Facebook sì, lo usa abbastanza. “Online” più in campo che su WhatsApp, per fortuna del suo allenatore Parlato. E la foto profilo dice tutto: “Allenati in silenzio, lascia che i risultati parlino per te”. E loro che dicono? “Contro il Mantova è arrivata la mia prima doppietta in carriera da professionista! Non ho mai segnato molto a dire il vero, preferisco sfornare assist a quantità industriale. Il mio record è fermo a 3 reti fatte con la Nocerina”. Allora i risultati non parlano, cantano! L’X Factor tra dribbling, tecnica e velocità, Nicola Petrilli si racconta in esclusiva su Gianlucadimarzio.com. 

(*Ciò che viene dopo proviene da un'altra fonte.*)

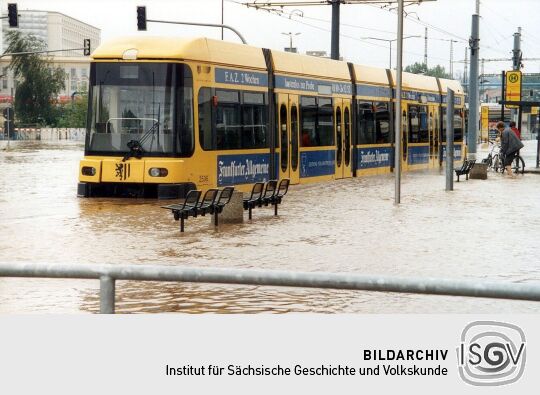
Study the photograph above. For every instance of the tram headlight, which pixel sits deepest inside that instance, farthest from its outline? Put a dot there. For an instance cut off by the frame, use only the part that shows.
(158, 172)
(88, 171)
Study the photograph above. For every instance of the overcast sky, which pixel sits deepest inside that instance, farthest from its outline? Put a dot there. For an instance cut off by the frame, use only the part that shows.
(445, 19)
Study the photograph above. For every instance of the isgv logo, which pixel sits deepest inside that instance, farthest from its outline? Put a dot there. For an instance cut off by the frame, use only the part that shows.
(491, 353)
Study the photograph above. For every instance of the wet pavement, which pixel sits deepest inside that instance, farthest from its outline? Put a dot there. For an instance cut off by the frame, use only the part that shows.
(486, 230)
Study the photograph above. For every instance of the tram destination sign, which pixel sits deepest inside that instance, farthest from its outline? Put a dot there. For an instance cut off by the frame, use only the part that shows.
(241, 77)
(311, 85)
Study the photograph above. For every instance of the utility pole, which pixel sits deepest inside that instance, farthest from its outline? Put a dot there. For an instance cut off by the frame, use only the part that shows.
(465, 82)
(451, 71)
(334, 52)
(481, 79)
(425, 49)
(473, 84)
(222, 9)
(516, 65)
(517, 55)
(398, 123)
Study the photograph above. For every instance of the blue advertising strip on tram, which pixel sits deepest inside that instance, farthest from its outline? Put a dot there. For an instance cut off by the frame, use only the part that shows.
(368, 158)
(372, 90)
(457, 100)
(310, 85)
(242, 169)
(417, 155)
(457, 152)
(317, 163)
(241, 77)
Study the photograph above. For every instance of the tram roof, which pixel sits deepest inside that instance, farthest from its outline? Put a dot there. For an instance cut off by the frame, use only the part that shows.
(452, 84)
(367, 74)
(285, 62)
(199, 49)
(416, 82)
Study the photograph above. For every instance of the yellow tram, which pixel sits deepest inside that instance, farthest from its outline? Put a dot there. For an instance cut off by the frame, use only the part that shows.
(167, 115)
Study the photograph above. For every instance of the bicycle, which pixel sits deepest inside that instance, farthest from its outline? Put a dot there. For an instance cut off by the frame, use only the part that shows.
(518, 165)
(494, 160)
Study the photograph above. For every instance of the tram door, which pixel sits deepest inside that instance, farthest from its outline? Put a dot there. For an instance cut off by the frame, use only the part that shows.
(433, 136)
(342, 127)
(404, 136)
(288, 125)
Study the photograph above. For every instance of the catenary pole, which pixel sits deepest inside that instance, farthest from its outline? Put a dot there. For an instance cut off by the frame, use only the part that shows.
(397, 120)
(449, 140)
(473, 84)
(335, 30)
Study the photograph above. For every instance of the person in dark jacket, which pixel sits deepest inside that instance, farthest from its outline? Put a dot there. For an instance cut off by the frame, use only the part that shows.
(510, 145)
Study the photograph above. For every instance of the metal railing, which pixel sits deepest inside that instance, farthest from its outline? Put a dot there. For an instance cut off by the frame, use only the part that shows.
(108, 274)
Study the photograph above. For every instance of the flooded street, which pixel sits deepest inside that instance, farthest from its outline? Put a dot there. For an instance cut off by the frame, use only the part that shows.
(486, 230)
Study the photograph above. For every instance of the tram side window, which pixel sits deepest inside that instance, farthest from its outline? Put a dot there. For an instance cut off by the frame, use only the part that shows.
(186, 142)
(366, 123)
(414, 125)
(228, 120)
(458, 125)
(205, 119)
(325, 122)
(423, 131)
(382, 123)
(254, 121)
(308, 118)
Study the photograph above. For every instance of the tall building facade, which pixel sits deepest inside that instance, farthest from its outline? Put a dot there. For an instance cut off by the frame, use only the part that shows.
(58, 31)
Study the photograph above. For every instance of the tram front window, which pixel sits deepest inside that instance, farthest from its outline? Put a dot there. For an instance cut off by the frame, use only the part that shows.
(142, 105)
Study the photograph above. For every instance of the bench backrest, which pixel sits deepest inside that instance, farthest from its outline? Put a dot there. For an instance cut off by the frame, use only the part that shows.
(192, 198)
(256, 191)
(270, 189)
(225, 196)
(471, 164)
(283, 187)
(209, 198)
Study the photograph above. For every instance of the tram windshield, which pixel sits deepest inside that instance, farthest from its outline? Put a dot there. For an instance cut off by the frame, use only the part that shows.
(141, 109)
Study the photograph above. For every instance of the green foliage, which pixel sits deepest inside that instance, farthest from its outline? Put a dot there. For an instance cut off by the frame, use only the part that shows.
(73, 115)
(38, 82)
(420, 68)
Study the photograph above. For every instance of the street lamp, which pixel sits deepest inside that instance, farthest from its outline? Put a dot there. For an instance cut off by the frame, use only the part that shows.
(390, 41)
(290, 34)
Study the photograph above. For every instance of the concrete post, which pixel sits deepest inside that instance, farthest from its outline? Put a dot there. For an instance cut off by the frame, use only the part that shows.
(450, 140)
(106, 295)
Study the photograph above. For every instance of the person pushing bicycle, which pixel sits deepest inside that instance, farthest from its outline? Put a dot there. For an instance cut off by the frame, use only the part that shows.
(510, 145)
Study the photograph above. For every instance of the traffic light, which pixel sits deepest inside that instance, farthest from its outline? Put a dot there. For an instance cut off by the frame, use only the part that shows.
(141, 18)
(12, 15)
(86, 47)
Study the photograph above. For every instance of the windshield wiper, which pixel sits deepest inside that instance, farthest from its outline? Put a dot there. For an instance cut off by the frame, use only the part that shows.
(135, 146)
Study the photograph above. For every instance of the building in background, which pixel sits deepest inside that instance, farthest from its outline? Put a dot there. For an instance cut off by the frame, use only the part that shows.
(58, 31)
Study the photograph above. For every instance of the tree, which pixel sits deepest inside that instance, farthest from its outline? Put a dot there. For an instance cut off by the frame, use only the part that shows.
(38, 83)
(420, 68)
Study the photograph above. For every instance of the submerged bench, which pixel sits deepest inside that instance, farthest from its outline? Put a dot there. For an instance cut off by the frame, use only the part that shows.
(465, 168)
(213, 202)
(266, 194)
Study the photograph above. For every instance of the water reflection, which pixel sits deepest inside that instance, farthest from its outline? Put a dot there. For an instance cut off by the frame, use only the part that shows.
(344, 226)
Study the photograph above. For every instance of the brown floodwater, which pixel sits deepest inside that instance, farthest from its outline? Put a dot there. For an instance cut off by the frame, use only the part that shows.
(484, 230)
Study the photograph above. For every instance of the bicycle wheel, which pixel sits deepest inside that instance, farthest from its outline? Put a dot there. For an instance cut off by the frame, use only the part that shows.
(497, 163)
(518, 165)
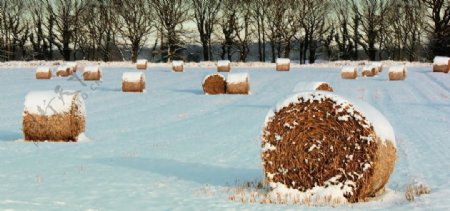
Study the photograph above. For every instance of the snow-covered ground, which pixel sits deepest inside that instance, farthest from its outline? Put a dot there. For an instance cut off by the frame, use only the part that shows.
(173, 147)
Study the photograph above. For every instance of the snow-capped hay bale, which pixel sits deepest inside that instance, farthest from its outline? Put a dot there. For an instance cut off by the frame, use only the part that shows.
(141, 64)
(214, 84)
(237, 83)
(441, 64)
(52, 116)
(312, 86)
(283, 64)
(92, 73)
(378, 66)
(73, 66)
(133, 82)
(43, 73)
(349, 72)
(369, 71)
(319, 143)
(224, 66)
(64, 71)
(397, 72)
(178, 66)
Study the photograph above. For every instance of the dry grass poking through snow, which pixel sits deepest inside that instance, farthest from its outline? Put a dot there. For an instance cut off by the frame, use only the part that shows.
(416, 190)
(257, 192)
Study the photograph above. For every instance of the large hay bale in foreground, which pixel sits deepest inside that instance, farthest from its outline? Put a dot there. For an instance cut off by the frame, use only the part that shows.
(141, 64)
(349, 72)
(283, 64)
(318, 142)
(43, 73)
(133, 82)
(178, 66)
(224, 66)
(378, 66)
(64, 71)
(312, 86)
(397, 73)
(214, 84)
(369, 71)
(441, 64)
(237, 83)
(92, 73)
(52, 116)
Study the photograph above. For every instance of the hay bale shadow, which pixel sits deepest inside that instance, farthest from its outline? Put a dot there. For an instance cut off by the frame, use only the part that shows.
(195, 172)
(189, 91)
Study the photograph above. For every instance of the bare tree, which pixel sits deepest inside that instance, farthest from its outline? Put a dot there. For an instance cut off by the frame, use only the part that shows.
(372, 14)
(312, 17)
(99, 31)
(14, 30)
(343, 37)
(281, 27)
(258, 13)
(134, 23)
(228, 23)
(439, 28)
(67, 15)
(172, 14)
(403, 35)
(38, 36)
(205, 14)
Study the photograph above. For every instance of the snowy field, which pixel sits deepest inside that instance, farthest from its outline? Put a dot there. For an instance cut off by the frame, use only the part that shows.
(172, 147)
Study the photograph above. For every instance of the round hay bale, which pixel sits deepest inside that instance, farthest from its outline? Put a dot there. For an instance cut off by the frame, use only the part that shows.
(317, 142)
(283, 64)
(92, 73)
(43, 73)
(64, 71)
(141, 64)
(73, 66)
(53, 116)
(397, 73)
(133, 82)
(349, 72)
(378, 66)
(312, 86)
(369, 71)
(224, 66)
(178, 66)
(214, 84)
(237, 83)
(441, 64)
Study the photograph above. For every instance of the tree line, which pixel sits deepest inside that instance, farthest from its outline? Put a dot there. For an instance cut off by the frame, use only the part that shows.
(238, 30)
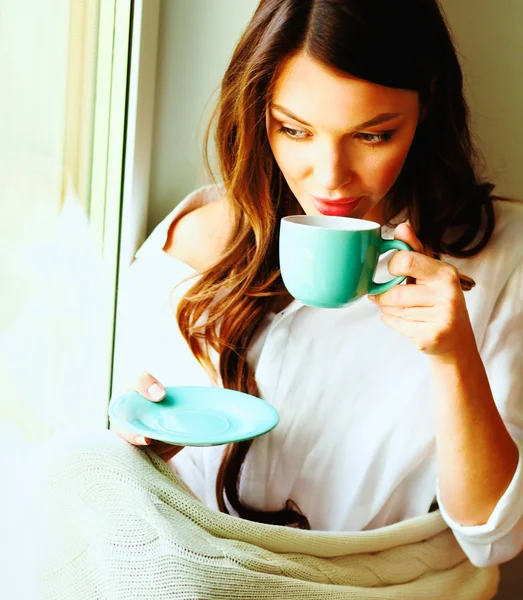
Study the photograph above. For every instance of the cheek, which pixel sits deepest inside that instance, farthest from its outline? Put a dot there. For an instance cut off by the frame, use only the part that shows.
(382, 171)
(292, 164)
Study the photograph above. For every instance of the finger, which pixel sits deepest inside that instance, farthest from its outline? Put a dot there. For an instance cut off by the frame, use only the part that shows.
(419, 266)
(132, 438)
(405, 296)
(405, 233)
(147, 385)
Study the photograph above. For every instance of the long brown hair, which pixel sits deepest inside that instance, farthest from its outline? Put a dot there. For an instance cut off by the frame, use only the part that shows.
(406, 45)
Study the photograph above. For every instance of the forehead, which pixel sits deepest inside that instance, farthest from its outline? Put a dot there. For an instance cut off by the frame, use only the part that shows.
(323, 96)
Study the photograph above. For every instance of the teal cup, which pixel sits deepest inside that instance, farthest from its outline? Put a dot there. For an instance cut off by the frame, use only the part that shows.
(329, 262)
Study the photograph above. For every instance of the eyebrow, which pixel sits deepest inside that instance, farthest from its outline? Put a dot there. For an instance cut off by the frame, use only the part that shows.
(377, 120)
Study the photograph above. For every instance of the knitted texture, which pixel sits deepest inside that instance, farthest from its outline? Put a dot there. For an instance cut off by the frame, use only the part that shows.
(119, 525)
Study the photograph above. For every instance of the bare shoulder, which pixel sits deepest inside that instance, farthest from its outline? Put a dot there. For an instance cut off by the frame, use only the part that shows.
(200, 237)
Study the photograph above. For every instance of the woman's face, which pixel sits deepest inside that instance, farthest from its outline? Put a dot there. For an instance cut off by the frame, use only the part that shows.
(339, 141)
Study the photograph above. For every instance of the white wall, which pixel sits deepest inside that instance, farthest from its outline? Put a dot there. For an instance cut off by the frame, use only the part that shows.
(489, 37)
(196, 40)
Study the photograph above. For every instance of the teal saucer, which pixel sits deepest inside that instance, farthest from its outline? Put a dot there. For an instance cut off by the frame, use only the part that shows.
(194, 416)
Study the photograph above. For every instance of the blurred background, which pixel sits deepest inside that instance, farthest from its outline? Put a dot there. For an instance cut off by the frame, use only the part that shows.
(102, 113)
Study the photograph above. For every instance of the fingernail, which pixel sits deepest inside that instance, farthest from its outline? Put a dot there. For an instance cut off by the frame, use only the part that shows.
(156, 392)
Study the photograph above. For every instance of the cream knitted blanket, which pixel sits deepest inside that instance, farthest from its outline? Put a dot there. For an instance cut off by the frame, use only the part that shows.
(119, 525)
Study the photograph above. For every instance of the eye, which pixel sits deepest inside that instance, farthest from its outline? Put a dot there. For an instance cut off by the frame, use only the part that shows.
(376, 138)
(293, 134)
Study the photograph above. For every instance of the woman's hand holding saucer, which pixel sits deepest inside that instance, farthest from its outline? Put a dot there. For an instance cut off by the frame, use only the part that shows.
(151, 389)
(432, 312)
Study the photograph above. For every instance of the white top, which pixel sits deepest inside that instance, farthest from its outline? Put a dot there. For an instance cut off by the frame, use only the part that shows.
(355, 447)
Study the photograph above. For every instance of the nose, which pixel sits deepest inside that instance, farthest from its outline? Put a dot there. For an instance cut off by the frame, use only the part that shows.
(333, 169)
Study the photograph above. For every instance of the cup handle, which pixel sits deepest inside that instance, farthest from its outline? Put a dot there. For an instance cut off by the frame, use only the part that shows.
(385, 246)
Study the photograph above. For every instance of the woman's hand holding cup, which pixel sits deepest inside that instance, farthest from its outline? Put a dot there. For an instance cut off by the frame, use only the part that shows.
(151, 389)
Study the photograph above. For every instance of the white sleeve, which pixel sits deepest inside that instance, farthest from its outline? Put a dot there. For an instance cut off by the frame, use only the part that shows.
(501, 538)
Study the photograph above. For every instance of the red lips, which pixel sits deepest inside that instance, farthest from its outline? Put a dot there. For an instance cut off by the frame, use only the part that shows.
(338, 207)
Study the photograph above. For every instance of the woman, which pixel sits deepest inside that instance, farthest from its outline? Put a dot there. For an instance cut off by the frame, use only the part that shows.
(352, 108)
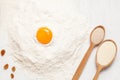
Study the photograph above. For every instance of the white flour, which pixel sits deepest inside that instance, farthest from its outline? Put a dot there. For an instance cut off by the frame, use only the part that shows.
(57, 60)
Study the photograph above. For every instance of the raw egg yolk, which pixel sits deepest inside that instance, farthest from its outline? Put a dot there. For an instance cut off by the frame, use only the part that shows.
(44, 35)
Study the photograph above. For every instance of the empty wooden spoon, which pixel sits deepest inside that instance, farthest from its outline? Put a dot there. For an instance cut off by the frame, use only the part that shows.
(105, 55)
(96, 37)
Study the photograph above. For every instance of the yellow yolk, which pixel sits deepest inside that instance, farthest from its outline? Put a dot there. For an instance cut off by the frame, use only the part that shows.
(44, 35)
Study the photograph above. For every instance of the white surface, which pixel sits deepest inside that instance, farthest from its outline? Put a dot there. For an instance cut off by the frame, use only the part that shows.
(99, 12)
(106, 13)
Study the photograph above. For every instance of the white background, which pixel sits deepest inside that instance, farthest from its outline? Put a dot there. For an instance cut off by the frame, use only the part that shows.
(106, 13)
(99, 12)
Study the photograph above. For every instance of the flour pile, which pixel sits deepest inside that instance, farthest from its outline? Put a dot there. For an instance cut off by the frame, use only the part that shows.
(54, 61)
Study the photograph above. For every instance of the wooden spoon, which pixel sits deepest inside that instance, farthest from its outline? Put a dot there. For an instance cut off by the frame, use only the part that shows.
(96, 37)
(105, 55)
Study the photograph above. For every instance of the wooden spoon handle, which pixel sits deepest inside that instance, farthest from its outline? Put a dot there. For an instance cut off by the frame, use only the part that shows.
(83, 63)
(97, 73)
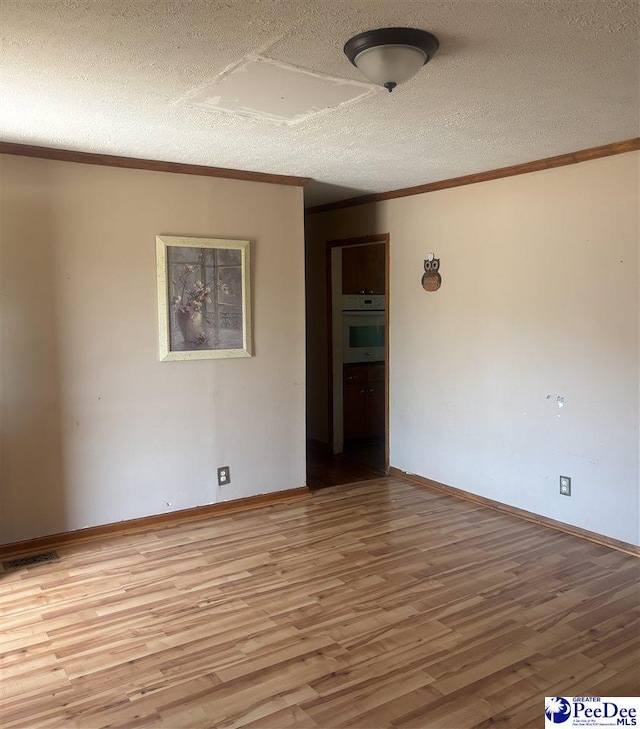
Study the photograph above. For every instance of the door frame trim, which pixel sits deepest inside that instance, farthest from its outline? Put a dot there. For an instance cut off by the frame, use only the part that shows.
(344, 243)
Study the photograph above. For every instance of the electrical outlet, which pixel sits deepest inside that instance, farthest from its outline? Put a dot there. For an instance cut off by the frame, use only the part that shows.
(565, 485)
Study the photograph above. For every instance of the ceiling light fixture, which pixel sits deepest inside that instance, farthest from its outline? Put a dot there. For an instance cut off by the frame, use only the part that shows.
(391, 56)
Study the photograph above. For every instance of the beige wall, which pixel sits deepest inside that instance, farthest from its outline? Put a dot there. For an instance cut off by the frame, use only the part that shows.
(95, 428)
(539, 300)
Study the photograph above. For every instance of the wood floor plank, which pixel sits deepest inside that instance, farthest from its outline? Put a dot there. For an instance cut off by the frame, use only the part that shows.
(378, 605)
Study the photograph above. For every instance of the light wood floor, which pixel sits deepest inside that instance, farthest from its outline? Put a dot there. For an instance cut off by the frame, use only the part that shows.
(374, 605)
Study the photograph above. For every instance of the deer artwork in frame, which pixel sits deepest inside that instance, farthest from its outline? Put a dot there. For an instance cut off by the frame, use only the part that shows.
(204, 302)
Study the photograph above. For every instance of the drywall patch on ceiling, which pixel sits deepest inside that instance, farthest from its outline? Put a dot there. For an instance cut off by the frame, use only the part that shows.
(277, 92)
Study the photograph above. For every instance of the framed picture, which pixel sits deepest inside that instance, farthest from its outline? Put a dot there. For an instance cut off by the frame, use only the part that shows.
(204, 300)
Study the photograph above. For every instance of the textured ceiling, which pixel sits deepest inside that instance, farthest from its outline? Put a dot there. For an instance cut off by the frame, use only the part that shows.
(513, 81)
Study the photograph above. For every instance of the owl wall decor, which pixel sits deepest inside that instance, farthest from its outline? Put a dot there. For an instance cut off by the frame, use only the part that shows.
(431, 278)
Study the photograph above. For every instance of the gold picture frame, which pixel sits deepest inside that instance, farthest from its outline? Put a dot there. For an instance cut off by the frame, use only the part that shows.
(204, 298)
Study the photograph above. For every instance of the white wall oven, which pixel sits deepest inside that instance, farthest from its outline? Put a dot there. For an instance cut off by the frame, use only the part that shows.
(363, 328)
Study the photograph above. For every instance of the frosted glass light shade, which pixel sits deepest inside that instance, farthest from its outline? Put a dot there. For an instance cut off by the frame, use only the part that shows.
(391, 56)
(393, 64)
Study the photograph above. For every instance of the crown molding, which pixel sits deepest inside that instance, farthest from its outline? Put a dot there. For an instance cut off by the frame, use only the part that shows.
(584, 155)
(108, 160)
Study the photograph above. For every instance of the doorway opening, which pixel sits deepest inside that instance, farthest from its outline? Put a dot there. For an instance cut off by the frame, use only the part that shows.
(357, 364)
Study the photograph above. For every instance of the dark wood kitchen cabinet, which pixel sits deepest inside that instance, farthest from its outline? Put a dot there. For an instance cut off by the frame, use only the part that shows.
(363, 269)
(363, 400)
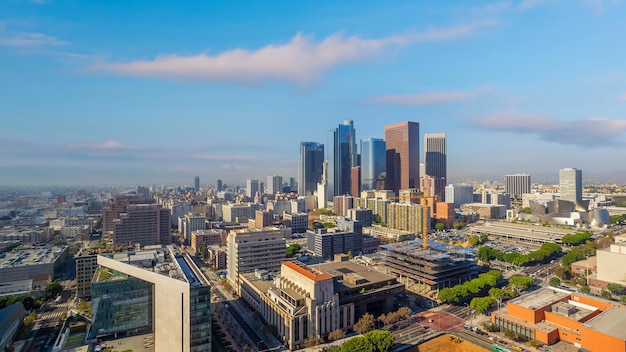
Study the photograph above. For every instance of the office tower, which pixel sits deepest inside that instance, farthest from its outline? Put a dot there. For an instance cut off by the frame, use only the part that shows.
(145, 224)
(322, 187)
(248, 250)
(373, 162)
(435, 161)
(517, 184)
(355, 181)
(274, 184)
(459, 194)
(252, 187)
(196, 184)
(341, 155)
(310, 167)
(189, 223)
(402, 155)
(571, 182)
(159, 290)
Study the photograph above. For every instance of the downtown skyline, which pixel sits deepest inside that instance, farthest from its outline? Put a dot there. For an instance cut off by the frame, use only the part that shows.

Messi o Ronaldo? “Alessandro Del Piero tutta la vita, esempio dentro e fuori dal campo. La sua ultima allo Stadium mi ha emozionato tantissimo. E poi noi ci siamo anche conosciuti, è proprio una persona fantastica…”. Conosciuti, quando? Libro dei ricordi che si apre dolcemente, Petrilli sfoglia la sua carriera: “Ho indossato la maglia bianconera della Juve dai sei ai diciotto anni: prima tutte le giovanili con Giovinco, Lanzafame e Marchisio poi Primavera fino al salto in Prima, almeno due volte a settimana. Mi allenavo con loro, campioni di livello incredibile. Buffon, Del Piero, Ibrahimovic…”. Gli scappa una risata, spontanea. “Che grande Zlatan, sembra un duro ma in realtà è davvero un simpaticone. Uno dei primi giorni arrivai agitatissimo e super emozionato. Lui mi disse: “Piccolino, non ti preoccupare: dai la palla a me”. E riuscì a sdrammatizzare quel momento lì con grande tranquillità!”. L’allenatore di quella corazzata: Fabio Capello. “Un sergente”. Nicola ci racconta: “E’ uno tosto. Non diceva mai nulla e scrutava tutto e tutti da bordo campo, con le braccia conserte. Non sopportava chi si lamentava, soprattutto dopo un fallo subito. Pensa, una volta Fabio Cannavaro entrò ruvido su Lanzafame: Davide (oggi al Perugia) cadde a terra urlando, d’istinto. E Capello lo mandò direttamente a farsi la doccia”. L’amico inseparabile, Sebastian Giovinco: “Ci sentiamo ancora! Mi manda le foto da Toronto, dice che fa un freddo allucinante ma che si trova benissimo. A Torino abitiamo vicini, ci siamo persino visti prima che partisse per il Canada”. 

Tappa successiva, Crotone. “Per 4 stagioni, due in B – uno contro Juventus e Napoli – e due in C. Mi sono trovato bene, soprattutto all’inizio (Petrilli in gol contro il Torino, all’Olimpico, in foto). Crotone è la piazza ideale per la crescita di un giovane perché lì non puoi proprio distrarsi, le tentazioni non esistono: pensi solo alla tua professione, e rendi al meglio. Poi c’è il mare, il calore della gente che ti vuole bene che vive di calcio. Ti accolgono benissimo, offrono di tutto e ti fanno sentire a casa”. E di talenti da quelle parti ne sono passati eccome: “In quegli anni ho giocato con Gabionetta, Legati, Fusco, Morleo… oggi giocano quasi tutti in B”. E poi? “Ho commesso l’errore madornale di non voler rinnovare, che non rifarei mai e poi mai. Il club mi aveva offerto il prolungamento ma io ho preferito dar retta alle parole di alcuni direttori sportivi che mi volevano portare a Siena, Bologna… . Promesse non mantenute. E così sono rimasto senza squadra”. Passo del gambero e risalita tanto ripida quanto complicata, sofferta. “Sono ripartito dalla Nocerina, in C2. Alla fine della stagione abbiamo anche vinto il campionato”.

Qualche problema fisico di troppo (pubalgia) fino all’ultima scommessa… che sta vincendo: “Padova! Certo, scegliere di ripartire dalla D a 27 anni è stato un grosso rischio ma per questa maglia l’ho corso volentieri. Mi è andata bene. Qui mi trovo benissimo, dal club ai tifosi, che forse neanche in B trovi. Ci metterei la firma per restarci non so quanti anni”. E chissà, tornare in B – a suon di gol, magari suoi! – proprio con il biancoscudo sul petto. E papà sempre nel cuore, lassù a fare il tifo per lui.